Miss Ensor gave a gesture of despair and applied herself to her pie. The hirsute face of Mr. Simson had lost the foolish aggressiveness that had irritated Joan. He seemed to be pondering matters.
Mary hoped that Joan was hungry. Joan laughed and admitted that she was. "It's the smell of all the nice things," she explained.
Mary promised it should soon be ready, and went back to her corner.
A short, dark, thick-set man entered and stood looking round the room. The frame must once have been powerful, but now it was shrunken and emaciated. The shabby, threadbare clothes hung loosely from the stooping shoulders. Only the head seemed to have retained its vigour. The face, from which the long black hair was brushed straight back, was ghastly white. Out of it, deep set beneath great shaggy, overhanging brows, blazed the fierce, restless eyes of a fanatic. The huge, thin-lipped mouth seemed to have petrified itself into a savage snarl. He gave Joan the idea, as he stood there glaring round him, of a hunted beast at bay.

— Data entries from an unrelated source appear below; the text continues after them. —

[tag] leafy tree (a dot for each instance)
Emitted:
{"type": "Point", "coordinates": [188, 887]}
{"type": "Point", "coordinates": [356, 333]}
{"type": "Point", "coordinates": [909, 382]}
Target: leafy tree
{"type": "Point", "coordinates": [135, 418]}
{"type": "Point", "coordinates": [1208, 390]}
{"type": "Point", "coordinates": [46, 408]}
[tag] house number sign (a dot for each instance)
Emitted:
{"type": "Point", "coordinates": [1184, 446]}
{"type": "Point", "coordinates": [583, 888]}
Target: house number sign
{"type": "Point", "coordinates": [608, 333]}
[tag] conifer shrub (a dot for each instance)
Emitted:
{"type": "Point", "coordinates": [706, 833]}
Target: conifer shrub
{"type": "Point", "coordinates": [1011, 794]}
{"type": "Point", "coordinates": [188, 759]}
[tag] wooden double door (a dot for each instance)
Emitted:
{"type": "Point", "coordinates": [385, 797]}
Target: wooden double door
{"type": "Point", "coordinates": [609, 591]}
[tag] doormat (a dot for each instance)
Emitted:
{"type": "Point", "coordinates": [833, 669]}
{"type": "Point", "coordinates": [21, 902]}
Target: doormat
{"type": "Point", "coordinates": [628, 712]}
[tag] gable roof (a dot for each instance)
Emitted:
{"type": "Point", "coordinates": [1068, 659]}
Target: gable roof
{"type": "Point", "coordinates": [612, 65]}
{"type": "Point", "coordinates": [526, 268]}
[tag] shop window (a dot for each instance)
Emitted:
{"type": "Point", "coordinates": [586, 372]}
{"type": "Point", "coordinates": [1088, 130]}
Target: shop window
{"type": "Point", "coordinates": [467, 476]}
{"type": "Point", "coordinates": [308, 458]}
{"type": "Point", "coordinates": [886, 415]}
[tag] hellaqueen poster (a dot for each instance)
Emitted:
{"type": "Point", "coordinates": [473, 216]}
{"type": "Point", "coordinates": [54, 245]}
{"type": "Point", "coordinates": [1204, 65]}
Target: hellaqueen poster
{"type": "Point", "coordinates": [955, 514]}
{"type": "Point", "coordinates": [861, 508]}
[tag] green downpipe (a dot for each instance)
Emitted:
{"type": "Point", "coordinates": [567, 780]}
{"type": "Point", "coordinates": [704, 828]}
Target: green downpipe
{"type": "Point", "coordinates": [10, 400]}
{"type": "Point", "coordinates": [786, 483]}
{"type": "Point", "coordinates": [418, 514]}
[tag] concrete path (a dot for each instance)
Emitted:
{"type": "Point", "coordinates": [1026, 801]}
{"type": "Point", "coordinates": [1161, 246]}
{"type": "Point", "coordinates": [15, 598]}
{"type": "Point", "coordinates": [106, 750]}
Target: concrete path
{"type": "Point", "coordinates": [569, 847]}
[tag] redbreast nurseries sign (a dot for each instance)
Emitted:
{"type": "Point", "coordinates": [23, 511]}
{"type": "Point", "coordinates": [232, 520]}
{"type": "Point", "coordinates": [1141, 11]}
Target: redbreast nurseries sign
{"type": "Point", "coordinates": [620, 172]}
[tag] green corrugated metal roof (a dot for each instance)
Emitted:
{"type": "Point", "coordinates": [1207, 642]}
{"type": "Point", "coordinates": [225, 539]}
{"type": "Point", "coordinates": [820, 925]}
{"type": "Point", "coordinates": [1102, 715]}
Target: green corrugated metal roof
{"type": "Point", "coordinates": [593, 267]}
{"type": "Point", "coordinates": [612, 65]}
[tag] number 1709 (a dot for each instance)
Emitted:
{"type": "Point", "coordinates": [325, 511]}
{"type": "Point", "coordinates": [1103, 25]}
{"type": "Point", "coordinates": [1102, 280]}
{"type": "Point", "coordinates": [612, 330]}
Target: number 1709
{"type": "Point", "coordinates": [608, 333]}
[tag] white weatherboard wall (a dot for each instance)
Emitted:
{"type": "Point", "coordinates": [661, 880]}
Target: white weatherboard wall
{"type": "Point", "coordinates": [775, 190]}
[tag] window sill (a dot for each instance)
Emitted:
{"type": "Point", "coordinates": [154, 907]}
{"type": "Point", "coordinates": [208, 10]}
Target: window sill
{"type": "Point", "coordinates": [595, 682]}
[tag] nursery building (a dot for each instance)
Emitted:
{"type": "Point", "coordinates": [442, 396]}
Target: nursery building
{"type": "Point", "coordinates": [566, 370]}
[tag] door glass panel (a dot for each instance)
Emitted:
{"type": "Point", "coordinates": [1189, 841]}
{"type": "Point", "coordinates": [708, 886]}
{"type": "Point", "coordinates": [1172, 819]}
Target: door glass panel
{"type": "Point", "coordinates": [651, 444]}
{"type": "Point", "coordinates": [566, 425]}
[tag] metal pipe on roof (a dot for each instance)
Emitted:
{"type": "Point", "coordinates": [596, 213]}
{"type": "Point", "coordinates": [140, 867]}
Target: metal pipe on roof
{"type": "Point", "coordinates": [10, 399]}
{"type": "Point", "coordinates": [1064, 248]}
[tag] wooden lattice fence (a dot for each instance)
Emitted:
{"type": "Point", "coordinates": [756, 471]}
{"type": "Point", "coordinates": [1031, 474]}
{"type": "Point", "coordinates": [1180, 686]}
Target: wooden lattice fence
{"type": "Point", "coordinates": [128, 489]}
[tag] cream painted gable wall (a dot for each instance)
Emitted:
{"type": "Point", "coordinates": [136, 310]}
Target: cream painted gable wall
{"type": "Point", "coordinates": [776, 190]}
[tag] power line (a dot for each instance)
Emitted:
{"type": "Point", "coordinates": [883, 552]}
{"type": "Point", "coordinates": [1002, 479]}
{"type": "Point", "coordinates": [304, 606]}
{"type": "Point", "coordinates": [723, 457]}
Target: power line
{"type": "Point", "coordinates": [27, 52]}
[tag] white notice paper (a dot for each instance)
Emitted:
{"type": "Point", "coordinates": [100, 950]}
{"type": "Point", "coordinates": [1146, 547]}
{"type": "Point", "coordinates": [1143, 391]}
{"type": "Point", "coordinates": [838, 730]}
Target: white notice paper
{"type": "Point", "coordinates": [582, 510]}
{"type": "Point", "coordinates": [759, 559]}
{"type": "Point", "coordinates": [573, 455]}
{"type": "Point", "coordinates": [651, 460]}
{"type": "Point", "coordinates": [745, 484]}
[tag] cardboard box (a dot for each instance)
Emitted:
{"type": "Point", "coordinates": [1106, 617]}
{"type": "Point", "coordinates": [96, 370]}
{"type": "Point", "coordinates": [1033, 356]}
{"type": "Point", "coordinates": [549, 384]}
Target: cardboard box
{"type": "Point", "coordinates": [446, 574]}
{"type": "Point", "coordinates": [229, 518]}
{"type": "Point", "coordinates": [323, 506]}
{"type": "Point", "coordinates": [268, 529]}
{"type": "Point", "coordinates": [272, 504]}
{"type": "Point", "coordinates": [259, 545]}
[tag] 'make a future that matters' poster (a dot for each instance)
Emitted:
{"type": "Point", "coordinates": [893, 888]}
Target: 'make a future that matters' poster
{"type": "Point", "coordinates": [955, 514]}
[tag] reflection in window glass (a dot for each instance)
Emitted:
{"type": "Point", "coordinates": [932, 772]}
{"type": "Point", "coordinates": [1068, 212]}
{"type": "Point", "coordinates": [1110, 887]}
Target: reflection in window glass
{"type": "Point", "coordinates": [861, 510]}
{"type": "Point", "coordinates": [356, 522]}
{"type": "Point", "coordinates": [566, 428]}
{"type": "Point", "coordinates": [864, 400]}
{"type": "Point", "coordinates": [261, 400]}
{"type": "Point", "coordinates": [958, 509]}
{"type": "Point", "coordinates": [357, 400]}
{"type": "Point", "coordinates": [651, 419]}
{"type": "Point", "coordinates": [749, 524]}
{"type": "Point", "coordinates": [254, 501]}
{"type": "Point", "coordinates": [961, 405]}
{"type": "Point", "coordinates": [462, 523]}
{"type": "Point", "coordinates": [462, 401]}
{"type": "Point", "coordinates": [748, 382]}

Miss Ensor, whose bump of reverence was undeveloped, greeted him cheerfully as Boanerges. Mr. Simson, more respectful, rose and offered his small, grimy hand. Mary took his hat and cloak away from him and closed the door behind him. She felt his hands, and put him into a chair close to the fire. And then she introduced him to Joan.
Joan started on hearing his name. It was one well known.
"The Cyril Baptiste?" she asked. She had often wondered what he might be like.
"The Cyril Baptiste," he answered, in a low, even, passionate voice, that he flung at her almost like a blow. "The atheist, the gaol bird, the pariah, the blasphemer, the anti-Christ. I've hoofs instead of feet. Shall I take off my boots and show them to you?
I tuck my tail inside my coat. You can't see my horns. I've cut them off close to my head. That's why I wear my hair long: to hide the stumps."Mary had been searching in the pockets of his cloak. She had found a paper bag. "You mustn't get excited," she said, laying her little work-worn hand upon his shoulder; "or you'll bring on the bleeding.""Aye," he answered, "I must be careful I don't die on Christmas Day. It would make a fine text, that, for their sermons."He lapsed into silence: his almost transparent hands stretched out towards the fire.
Mr. Simson fidgeted. The quiet of the room, broken only by Mary's ministering activities, evidently oppressed him.
"Paper going well, sir?" he asked. "I often read it myself.""It still sells," answered the proprietor, and editor and publisher, and entire staff of The Rationalist.
"I like the articles you are writing on the History of Superstition. Quite illuminating," remarked Mr. Simson.
"It's many a year, I am afraid, to the final chapter," thought their author.